A maior obra de reabilitação da NVE, na zona Norte, está finalmente concluída e abriu as suas portas numa cerimónia de inauguração no passado sábado, dia 12 de fevereiro de 2022.

O Teatro Jordão e a Auto Garagem Avenida (edifício concomitante) foram reabilitados pela NVE em consórcio com a Costeira – Engenharia e construção, S.A., e deram ao coração da cidade berço um espaço onde se reavivam memórias e se projeta o futuro, num edifício que representa um património arquitetónico muito marcante na cidade de Guimarães.

A cerimónia de abertura contou com as intervenções de várias personalidades que ocupam um lugar de destaque no município de Guimarães, na cultura e na educação. Entre elas, o Presidente da Câmara de Guimarães - Dr. Domingos Bragança, o Presidente da Sociedade Musical de Guimarães - Dr. Vítor Hugo Ferreira de Matos, o Presidente CCDRN (Comissão de Coordenação e Desenvolvimento Regional do Norte) - Eng. António Augusto Magalhães Cunha e o Reitor da Universidade do Minho - Rui Vieira de Castro.

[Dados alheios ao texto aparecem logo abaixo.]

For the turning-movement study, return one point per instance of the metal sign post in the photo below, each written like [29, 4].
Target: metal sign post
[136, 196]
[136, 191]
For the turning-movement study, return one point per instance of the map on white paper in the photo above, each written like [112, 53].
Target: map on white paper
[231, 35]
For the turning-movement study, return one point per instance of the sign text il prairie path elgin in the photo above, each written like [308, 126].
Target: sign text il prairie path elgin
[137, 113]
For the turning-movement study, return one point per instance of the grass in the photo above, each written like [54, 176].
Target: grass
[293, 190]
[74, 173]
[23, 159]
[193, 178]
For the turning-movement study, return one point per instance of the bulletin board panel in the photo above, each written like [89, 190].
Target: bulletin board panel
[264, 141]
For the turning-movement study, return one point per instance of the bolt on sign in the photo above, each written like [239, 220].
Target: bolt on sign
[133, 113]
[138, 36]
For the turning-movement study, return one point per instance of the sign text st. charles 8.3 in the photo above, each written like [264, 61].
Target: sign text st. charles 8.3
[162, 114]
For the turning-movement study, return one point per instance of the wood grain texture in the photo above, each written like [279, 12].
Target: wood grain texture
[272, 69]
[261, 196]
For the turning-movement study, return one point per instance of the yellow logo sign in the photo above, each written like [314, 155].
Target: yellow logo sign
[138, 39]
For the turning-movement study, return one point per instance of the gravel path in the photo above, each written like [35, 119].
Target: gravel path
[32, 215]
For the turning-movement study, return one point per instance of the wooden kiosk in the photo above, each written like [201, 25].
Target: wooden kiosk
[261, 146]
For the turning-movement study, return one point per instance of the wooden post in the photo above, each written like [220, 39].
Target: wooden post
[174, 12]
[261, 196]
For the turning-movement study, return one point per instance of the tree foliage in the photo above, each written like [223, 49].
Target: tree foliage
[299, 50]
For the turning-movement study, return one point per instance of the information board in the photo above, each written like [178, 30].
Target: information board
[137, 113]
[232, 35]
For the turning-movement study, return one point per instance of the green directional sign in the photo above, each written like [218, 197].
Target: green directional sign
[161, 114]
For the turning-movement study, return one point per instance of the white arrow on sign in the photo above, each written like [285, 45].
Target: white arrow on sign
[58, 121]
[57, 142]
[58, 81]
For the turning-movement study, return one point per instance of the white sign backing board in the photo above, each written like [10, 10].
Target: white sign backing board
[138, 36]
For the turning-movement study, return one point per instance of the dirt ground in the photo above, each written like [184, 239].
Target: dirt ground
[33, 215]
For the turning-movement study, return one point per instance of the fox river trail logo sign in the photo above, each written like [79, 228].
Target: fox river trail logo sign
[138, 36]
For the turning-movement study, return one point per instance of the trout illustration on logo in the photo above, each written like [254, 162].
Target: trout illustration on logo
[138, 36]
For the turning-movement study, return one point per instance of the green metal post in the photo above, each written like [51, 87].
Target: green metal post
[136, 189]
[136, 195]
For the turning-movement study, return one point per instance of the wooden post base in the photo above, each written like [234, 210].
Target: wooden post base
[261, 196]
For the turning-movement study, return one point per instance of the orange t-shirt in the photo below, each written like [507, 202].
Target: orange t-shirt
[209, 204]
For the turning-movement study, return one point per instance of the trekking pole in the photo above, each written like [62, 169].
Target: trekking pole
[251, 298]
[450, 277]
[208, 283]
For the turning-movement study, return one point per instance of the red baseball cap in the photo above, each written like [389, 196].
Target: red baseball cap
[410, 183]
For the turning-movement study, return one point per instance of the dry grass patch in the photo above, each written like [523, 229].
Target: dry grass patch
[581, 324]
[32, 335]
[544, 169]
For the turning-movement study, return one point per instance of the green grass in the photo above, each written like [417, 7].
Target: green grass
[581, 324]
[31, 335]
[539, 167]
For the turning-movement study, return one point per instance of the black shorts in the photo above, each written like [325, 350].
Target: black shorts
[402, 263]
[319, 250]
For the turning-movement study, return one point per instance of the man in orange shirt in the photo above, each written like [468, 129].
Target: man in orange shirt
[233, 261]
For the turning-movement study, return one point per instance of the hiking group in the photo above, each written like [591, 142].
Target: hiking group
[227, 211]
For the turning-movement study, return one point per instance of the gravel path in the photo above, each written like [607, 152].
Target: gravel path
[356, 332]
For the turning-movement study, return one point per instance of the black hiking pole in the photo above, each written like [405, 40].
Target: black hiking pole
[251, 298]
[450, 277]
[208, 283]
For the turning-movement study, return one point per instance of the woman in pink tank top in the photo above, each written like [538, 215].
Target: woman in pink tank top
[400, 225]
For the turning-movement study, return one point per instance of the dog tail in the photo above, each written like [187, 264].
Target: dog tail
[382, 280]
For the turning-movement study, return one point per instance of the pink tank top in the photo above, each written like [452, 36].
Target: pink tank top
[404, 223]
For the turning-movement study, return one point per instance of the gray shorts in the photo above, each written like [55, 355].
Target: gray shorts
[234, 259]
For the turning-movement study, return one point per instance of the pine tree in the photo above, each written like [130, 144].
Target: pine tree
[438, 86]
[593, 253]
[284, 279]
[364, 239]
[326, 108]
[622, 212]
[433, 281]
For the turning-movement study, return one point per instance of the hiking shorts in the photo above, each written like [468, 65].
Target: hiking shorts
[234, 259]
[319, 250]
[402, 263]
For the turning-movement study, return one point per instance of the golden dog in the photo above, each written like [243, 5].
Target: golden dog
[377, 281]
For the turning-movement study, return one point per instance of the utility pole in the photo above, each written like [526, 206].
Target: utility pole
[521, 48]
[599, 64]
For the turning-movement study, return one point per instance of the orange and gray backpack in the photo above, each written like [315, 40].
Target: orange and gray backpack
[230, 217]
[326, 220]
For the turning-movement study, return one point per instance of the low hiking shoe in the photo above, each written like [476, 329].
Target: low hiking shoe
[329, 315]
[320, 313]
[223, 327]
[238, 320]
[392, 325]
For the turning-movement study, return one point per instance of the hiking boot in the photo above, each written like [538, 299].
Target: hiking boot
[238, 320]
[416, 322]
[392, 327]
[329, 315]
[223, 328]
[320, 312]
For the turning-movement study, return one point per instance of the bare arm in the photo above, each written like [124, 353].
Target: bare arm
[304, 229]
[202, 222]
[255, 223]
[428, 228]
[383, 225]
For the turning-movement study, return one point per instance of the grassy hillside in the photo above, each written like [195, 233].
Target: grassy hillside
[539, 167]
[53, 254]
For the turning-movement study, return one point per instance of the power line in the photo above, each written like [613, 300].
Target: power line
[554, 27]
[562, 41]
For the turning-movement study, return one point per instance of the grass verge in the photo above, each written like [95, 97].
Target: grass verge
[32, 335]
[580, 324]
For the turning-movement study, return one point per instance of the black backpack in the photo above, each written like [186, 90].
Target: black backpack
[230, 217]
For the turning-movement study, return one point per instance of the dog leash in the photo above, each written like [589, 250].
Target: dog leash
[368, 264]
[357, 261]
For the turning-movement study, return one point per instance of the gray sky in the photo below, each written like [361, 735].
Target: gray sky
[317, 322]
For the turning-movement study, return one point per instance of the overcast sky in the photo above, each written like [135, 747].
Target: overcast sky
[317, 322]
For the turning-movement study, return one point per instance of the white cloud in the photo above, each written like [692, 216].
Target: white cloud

Pelas palavras do Exmo Sr. Presidente da Câmara de Guimarães, o Teatro Jordão é “um lugar emblemático, uma casa de cultura e encontro dos vimaranenses”. Deixou ainda um agradecimento especial ao Gabinete de Arquitetura Pitágoras Group e ao consórcio Costeira / NVE, “pela resiliência mostrada nos tempos difíceis da pandemia, que levaram a cabo uma obra exigente e difícil e deram o seu melhor para que fosse possível concluir a obra”.

Durante a tarde foi possível ainda desfrutar de uma atuação dos Jovens Cantores de Guimarães, ao mesmo tempo que foi exibido um vídeo com a evolução da obra desde o seu início ao resultado final, e também conhecer todos os pormenores da obra durante uma visita feita a toda a extensão do edifício.

O Teatro Jordão havia antes sido inaugurado a 20 de novembro de 1938 e é um exemplar típico dos cineteatros construídos à época no país, tendo constituído então um marco de modernidade no seu contexto urbano.

Foi, pelo seu contexto histórico, importante que não se perdesse a essência do edifício original e se criasse uma simetria entre a funcionalidade do edifício e os valores a ele associados.

A função do Teatro Jordão perdeu-se com o tempo, mas a volumetria e um espelho de modernidade, representada nas fachadas viradas à Avenida D. Afonso Henriques, constituem a única memória objetiva de todo o conjunto edificado.

Hoje, o edifício do Teatro Jordão, não passa despercebido a quem passar ao seu lado. Imponente, de traços marcados, numa dicotomia entre o histórico e o moderno, este edifício tem um lugar de destaque na cidade, e é quando a noite cai que é possível ver, ao longe, a luz que com que ilumina tudo à sua volta.

É neste espaço que vai funcionar o curso de Teatro da Escola de Letras, Artes e Ciências Humanas e o de Artes Visuais da Escola de Arquitetura, Arte e Design da Universidade do Minho, bem como a Escola de Música do Conservatório de Guimarães, afirmando Guimarães enquanto cidade de formação e produção cultural.

O seu auditório terá capacidade para 386 lugares, com uma estrutura flexível e acessos adaptados para visitantes de mobilidade reduzida.

Este foi, sem dúvida, um dos projetos mais aliciantes e do qual a NVE mais se orgulha de ter feito parte. Pela dimensão da obra, pelo período de incertezas por que passamos durante parte da sua construção, pela necessidade de modernizar sem perder a identidade histórica e pela quantidade de pessoas envolvidas no projeto, foi um desafio excecional, mas a NVE, e a sua equipa de profissionais, esteve à altura de o concretizar com sucesso.